TPST Piyungan dibangun pada 1995, dengan luas awal 10 hektar (ha). Pada 2016, luas area itu bertambah menjadi 12,5 ha setelah Pemerintah Provinsi DIY berhasil membebaskan lahan seluas 2,5 ha di sekitar TPST Piyungan. Berdasarkan data Dinas Lingkungan Hidup dan Kehutanan DIY, jumlah sampah yang dibuang ke TPST Piyungan rata-rata 580 ton per hari. Sampah itu berasal dari tiga kabupaten/kota di DIY, yakni Kota Yogyakarta, Kabupaten Sleman, dan Bantul.
Dosen Program Studi Teknik Lingkungan Universitas Islam Indonesia, Yogyakarta, Hijrah Purnama Putra, mengatakan, usia teknis TPST Piyungan diperkirakan hanya sekitar 20 tahun. Proyeksi pemakaiannya hanya 20 tahun sehingga seharusnya pada 2015 sudah habis waktu pakainya. Namun, kata Hijrah yang beberapa kali melakukan penelitian di TPST Piyungan, karena tidak ada TPST pengganti, TPST Piyungan masih terus dipakai untuk tempat pembuangan sampah sampai sekarang sehingga kelebihan beban.
Tidak ideal
Persoalan di TPST Piyungan kian parah karena pengolahan sampah di tempat itu tidak berjalan secara ideal. Akibatnya, sampah yang dibuang ke tempat tersebut tidak mengalami pengurangan secara signifikan.
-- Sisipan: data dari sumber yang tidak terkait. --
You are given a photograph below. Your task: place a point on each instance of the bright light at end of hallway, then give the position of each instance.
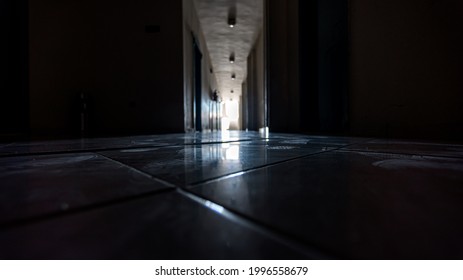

Berdasarkan Peraturan Daerah (Perda) DIY Nomor 3 Tahun 2013 tentang Pengelolaan Sampah Rumah Tangga dan Sampah Sejenis Sampah Rumah Tangga, pengolahan sampah di TPST harus menggunakan dua sistem. Metode lahan uruk terkendali (controlled landfill) untuk kota sedang dan kecil serta metode lahan uruk saniter (sanitary landfill) untuk kota besar. Oleh karena itu, pengolahan sampah di TPST Piyungan seharusnya memakai metode sanitary landfill atau controlled landfill.
Dalam metode controlled landfill, sampah dipadatkan dan ditutup dengan tanah uruk setidaknya setiap tujuh hari. Apabila menggunakan metode sanitary landfill, penutupan sampah dengan tanah uruk harus dilakukan setiap hari. ”Sementara di TPST Piyungan, penutupan sampah dengan tanah dilakukan dalam periode waktu tertentu, misalnya sebulan sekali. Jadi, tidak memenuhi syarat sanitary landfill ataupun metode controlled landfill,” kata Hijrah.
Dengan berbagai masalah itu, Hijrah mengingatkan, TPST Piyungan sudah dalam kondisi darurat. Apalagi, ada studi yang menyebut TPST Piyungan hanya bisa menampung sampah hingga tahun 2020. ”Kalau benar tahun 2020 habis, seharusnya pada 2019 ini pemerintah daerah punya rencana akan bagaimana,” ungkapnya.
Peringatan bahwa TPST Piyungan hanya bisa menampung sampah sampai 2020 itu, antara lain, diungkapkan Muhammad Iqbal Tawakkal dalam skripsinya di Departemen Teknik Geodesi Universitas Gadjah Mada, Yogyakarta, pada 2017. Dalam skripsi berjudul ”Pemantauan Volume Sampah Tempat Pembuangan Sampah Terpadu (TPST) Piyungan” itu, Iqbal menyebutkan, TPST Piyungan diperkirakan hanya dapat menampung sampah hingga November 2020.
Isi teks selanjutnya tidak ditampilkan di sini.